I recently saw a meme that said, “We are one phone call away from a very different life.” Really important for us to remember that a moment can change the whole trajectory of our lives. This also really reminds us to take care of ourselves as much as we can, because no one can control the future. That meme really resonated with me in the last few days. We were just in Mexico, in the same location, took the same roads to the airport, as the unrest currently going on. I keep replaying that timing in my mind. I also keep wishing safety to those who are affected, not only there but all over the world.
Right now, I have feelings of gratitude that are humbling, a quiet heaviness mixed with relief.

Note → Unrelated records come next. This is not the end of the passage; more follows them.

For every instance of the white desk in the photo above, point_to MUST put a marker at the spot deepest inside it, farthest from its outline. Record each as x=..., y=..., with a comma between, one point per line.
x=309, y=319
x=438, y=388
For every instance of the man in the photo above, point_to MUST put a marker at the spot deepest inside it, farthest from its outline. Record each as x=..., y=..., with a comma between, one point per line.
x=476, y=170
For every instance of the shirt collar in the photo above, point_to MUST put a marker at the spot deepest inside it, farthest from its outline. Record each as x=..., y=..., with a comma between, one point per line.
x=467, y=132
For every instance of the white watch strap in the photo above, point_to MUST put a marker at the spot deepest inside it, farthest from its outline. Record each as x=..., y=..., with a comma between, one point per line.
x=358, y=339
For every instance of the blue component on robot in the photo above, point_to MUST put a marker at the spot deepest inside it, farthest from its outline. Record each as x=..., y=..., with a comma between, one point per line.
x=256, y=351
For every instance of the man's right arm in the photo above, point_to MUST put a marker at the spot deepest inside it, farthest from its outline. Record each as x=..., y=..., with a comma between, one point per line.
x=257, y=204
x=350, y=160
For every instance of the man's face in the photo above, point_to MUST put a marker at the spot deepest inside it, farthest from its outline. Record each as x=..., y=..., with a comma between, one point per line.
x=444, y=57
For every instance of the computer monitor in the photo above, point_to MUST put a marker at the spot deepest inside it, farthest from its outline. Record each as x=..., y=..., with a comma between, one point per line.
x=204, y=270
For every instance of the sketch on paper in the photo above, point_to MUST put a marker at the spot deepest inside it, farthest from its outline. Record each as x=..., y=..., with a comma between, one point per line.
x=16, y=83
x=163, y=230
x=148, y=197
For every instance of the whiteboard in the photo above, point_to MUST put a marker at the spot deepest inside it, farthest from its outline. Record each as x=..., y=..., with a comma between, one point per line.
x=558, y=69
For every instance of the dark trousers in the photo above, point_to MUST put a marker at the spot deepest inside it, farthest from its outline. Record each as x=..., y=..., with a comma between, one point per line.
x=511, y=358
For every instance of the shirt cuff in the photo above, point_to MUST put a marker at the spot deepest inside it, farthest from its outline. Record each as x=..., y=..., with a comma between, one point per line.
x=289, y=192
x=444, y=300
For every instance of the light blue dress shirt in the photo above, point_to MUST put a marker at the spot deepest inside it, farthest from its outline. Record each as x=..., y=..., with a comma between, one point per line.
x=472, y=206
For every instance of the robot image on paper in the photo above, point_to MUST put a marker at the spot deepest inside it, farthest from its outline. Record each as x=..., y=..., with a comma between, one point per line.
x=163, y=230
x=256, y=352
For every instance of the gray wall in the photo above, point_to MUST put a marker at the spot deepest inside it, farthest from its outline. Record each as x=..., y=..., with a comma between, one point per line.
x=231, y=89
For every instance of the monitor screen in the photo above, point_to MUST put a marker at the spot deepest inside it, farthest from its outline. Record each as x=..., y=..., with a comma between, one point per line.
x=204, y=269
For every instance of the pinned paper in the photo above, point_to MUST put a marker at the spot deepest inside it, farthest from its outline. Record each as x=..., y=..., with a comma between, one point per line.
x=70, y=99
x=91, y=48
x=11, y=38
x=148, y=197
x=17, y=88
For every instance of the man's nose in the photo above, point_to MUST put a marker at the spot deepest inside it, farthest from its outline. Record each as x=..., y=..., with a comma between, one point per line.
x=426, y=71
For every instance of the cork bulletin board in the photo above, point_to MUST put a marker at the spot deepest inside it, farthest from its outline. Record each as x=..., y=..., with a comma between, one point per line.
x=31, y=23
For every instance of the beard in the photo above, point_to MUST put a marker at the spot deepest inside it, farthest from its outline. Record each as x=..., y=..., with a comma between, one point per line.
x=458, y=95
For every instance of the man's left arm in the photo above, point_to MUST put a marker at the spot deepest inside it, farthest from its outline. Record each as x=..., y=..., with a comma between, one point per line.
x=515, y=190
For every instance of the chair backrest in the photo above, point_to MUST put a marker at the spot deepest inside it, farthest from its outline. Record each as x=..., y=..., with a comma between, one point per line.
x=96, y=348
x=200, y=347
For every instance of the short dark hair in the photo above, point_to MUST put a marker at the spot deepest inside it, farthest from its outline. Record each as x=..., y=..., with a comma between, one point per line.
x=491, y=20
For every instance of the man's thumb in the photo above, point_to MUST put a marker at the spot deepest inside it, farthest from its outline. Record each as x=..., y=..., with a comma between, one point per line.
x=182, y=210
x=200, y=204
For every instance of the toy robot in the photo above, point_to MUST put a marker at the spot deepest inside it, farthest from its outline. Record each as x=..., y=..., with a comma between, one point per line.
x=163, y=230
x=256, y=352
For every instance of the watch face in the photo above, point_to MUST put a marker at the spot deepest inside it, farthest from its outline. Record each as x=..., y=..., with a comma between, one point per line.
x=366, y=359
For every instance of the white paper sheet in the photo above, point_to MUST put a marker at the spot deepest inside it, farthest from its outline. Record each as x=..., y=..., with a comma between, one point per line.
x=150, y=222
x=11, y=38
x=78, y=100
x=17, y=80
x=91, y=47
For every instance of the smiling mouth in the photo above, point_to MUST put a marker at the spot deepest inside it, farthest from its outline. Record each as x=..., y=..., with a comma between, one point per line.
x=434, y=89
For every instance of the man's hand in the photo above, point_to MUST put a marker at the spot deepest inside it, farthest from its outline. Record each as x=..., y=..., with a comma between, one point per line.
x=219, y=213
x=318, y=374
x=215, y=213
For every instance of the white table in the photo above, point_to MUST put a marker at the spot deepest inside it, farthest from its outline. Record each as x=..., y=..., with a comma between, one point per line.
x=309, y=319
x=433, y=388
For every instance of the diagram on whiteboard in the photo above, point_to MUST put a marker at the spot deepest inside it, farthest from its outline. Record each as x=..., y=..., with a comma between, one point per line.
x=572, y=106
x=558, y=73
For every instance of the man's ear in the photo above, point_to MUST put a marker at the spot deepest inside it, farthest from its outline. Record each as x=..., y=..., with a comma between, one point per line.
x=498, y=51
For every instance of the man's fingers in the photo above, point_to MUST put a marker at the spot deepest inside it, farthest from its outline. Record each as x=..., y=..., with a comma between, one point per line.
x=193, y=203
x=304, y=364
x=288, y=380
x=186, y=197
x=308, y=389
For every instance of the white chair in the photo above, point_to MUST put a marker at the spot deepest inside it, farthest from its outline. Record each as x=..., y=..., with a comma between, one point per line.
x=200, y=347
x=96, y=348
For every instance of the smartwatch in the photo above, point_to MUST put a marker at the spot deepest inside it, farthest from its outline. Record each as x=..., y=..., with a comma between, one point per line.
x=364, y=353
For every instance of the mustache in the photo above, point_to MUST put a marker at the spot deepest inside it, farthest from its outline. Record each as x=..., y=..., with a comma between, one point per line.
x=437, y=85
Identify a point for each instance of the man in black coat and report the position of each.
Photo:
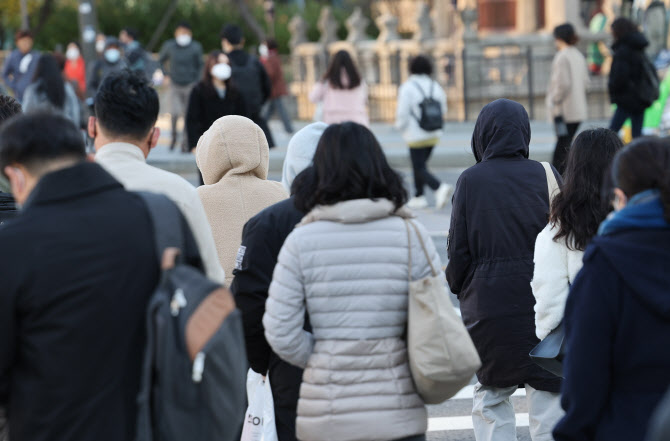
(500, 206)
(249, 76)
(78, 266)
(262, 239)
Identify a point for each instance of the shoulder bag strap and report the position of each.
(552, 184)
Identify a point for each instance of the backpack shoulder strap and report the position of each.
(552, 184)
(166, 220)
(418, 86)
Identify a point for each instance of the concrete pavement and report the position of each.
(452, 151)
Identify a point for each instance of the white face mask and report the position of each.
(184, 39)
(72, 54)
(222, 71)
(112, 55)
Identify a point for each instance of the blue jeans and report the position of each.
(620, 117)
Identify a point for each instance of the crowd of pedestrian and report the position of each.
(322, 266)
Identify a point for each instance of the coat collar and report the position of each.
(355, 212)
(74, 182)
(120, 150)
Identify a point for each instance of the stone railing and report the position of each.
(473, 69)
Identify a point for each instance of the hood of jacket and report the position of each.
(234, 145)
(502, 131)
(642, 263)
(635, 40)
(356, 211)
(300, 152)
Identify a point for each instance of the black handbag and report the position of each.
(549, 353)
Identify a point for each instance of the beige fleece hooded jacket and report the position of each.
(233, 157)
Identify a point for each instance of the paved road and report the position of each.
(450, 421)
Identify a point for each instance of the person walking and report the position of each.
(566, 96)
(576, 214)
(182, 61)
(110, 62)
(78, 268)
(124, 132)
(491, 266)
(419, 87)
(20, 66)
(626, 74)
(212, 98)
(347, 263)
(49, 91)
(269, 52)
(262, 238)
(617, 317)
(249, 76)
(135, 55)
(233, 157)
(342, 93)
(75, 68)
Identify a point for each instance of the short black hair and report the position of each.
(184, 24)
(566, 32)
(35, 139)
(348, 164)
(126, 105)
(232, 33)
(421, 65)
(9, 107)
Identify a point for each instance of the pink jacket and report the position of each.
(340, 105)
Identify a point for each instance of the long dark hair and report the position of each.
(644, 165)
(49, 77)
(342, 61)
(348, 164)
(579, 208)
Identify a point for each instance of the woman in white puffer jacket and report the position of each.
(347, 265)
(576, 213)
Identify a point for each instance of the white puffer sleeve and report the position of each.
(285, 309)
(551, 283)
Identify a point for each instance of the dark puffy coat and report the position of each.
(7, 207)
(617, 324)
(77, 267)
(263, 237)
(627, 71)
(206, 106)
(500, 206)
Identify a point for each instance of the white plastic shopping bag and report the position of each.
(259, 421)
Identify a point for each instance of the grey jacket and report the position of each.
(183, 64)
(348, 265)
(35, 100)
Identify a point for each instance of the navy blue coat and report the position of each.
(617, 324)
(263, 237)
(500, 206)
(77, 268)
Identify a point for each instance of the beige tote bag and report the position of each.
(442, 357)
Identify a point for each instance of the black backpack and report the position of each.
(431, 118)
(649, 85)
(193, 384)
(247, 79)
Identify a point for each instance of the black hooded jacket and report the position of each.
(500, 206)
(626, 72)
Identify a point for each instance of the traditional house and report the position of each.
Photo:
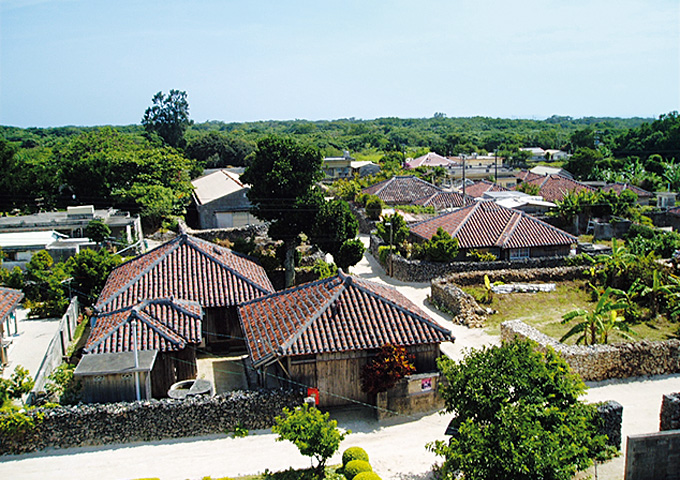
(402, 190)
(221, 201)
(430, 160)
(479, 188)
(553, 188)
(337, 167)
(74, 221)
(116, 377)
(644, 197)
(321, 334)
(364, 168)
(9, 301)
(188, 268)
(444, 201)
(508, 234)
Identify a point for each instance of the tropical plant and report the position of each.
(390, 365)
(592, 324)
(312, 432)
(517, 416)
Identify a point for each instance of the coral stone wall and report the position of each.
(670, 412)
(599, 362)
(100, 424)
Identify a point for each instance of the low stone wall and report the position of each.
(422, 271)
(411, 395)
(611, 415)
(100, 424)
(462, 306)
(670, 412)
(227, 233)
(600, 362)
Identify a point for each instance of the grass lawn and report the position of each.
(544, 312)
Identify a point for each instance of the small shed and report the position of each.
(110, 377)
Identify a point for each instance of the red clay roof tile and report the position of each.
(341, 313)
(486, 224)
(188, 268)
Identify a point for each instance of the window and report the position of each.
(519, 253)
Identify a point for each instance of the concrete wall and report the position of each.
(421, 271)
(147, 420)
(654, 456)
(670, 412)
(413, 394)
(599, 362)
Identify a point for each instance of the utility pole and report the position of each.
(133, 324)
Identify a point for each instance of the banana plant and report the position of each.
(593, 322)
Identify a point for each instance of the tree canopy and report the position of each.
(283, 191)
(168, 116)
(517, 416)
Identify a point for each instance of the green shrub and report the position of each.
(367, 476)
(355, 467)
(354, 453)
(384, 254)
(478, 256)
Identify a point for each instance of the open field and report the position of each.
(544, 312)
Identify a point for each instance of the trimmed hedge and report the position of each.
(354, 453)
(367, 476)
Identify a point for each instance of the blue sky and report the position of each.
(94, 62)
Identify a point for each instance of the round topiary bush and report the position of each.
(355, 467)
(354, 453)
(367, 476)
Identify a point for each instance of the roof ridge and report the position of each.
(510, 228)
(472, 210)
(178, 240)
(224, 265)
(305, 325)
(399, 307)
(157, 325)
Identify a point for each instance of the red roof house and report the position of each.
(9, 301)
(553, 188)
(322, 333)
(402, 190)
(430, 160)
(506, 233)
(480, 187)
(171, 327)
(444, 200)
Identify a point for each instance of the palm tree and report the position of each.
(658, 290)
(593, 321)
(614, 322)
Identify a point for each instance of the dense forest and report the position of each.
(135, 167)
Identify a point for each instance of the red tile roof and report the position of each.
(486, 224)
(402, 190)
(480, 187)
(162, 324)
(554, 187)
(9, 300)
(619, 187)
(442, 200)
(188, 268)
(526, 175)
(337, 314)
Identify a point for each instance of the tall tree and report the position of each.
(517, 416)
(283, 176)
(168, 116)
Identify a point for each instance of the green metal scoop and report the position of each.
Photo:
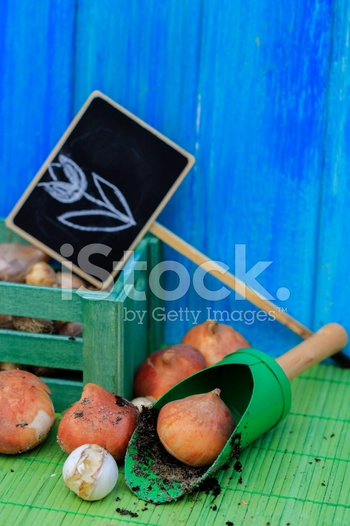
(257, 391)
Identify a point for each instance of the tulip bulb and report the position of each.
(90, 472)
(195, 429)
(215, 340)
(26, 411)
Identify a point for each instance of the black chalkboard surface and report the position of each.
(100, 190)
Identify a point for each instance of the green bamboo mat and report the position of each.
(298, 473)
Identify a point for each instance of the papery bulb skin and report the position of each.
(90, 472)
(26, 411)
(215, 340)
(165, 368)
(99, 417)
(195, 429)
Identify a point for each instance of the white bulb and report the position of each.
(90, 471)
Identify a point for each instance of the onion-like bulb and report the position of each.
(195, 429)
(90, 472)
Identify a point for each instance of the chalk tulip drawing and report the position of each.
(73, 188)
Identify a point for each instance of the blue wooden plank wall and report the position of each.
(258, 91)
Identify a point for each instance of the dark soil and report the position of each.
(166, 467)
(124, 511)
(151, 457)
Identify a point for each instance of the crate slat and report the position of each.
(18, 299)
(41, 349)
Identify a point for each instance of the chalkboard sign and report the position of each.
(100, 190)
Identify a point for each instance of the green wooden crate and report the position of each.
(110, 349)
(296, 474)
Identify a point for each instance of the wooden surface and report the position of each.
(257, 93)
(296, 473)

This really reiterates something that my husband always talks about. How the future is unknown, how the past can only be full of regret, and really the only place to focus on is right now.
Sometimes that can be really hard. It can be hard when the daily routine takes over. When we need to pack backpacks for the next day, when someone spills something sticky on the floor, when a kid doesn’t sleep properly and wakes up very cranky. Suddenly, your nervous system is blaring an alarm, “This is an emergency!”
Most days, it isn’t.
When we traveled to Mexico, I had actually started writing a whole post about everything it took just to get there, full of all the logistics, delays, and melt-downs. I even made a point to say extra thank you’s to the TSA agents who were unbelievably patient with our crew of four boys, even while dealing with their own current job issues. Here is the sample post:
Went on a trip with hubs and 4 kids (ages 2-7yo) this weekend to Mexico. It was definitely a trip vs vacation. Apologized multiple times to the TSA agents for being so patient with us, as the kids were melting down on the floor. Or to the lounge staff for all the screaming in the Chase Sapphire Lounge because their tortilla chip was of the wrong shape. Or to the other passengers when deboarding, my third screamed his chin was feeling rough and demanded aquaphor and was writhing on the floor of the plane as I was trying to carry the 2 Cosco Finale out, while my husband was wrangling the other three out of the jet bridge. Or to the resort staff as the kids were going wild during all meals, while other vacationers were trying to motivate us that we got this! Well, during a failed photoshoot at the resort, all the kids were melting down and the poor photographer kept wanting to try. She tried to put them in a line to catch a sibling photo and as she is taking the photo, a bird poops on 3/4 of them. Well, that promptly ended the photo shoot from hell.
After I posted this, many commiserated about traveling with littles. And then someone said, “Little kids, little problems. Bigger kids, bigger problems.” And they are so right. In life, there will always be problems. Life isn’t rainbows all the time. We don’t live in a instagram story, on a filter, 24/7. On a whole, we get small glimpses of color daily and are marveling in the quiet miracle of avoiding darkness most days. That alone is worth noticing. That alone should warrant gratitude. Lately, I have been trying to practice simple signs of gratitude by taking a deep breath, closing my eyes for ten seconds in the car, and reminding myself that “This isn’t an emergency.”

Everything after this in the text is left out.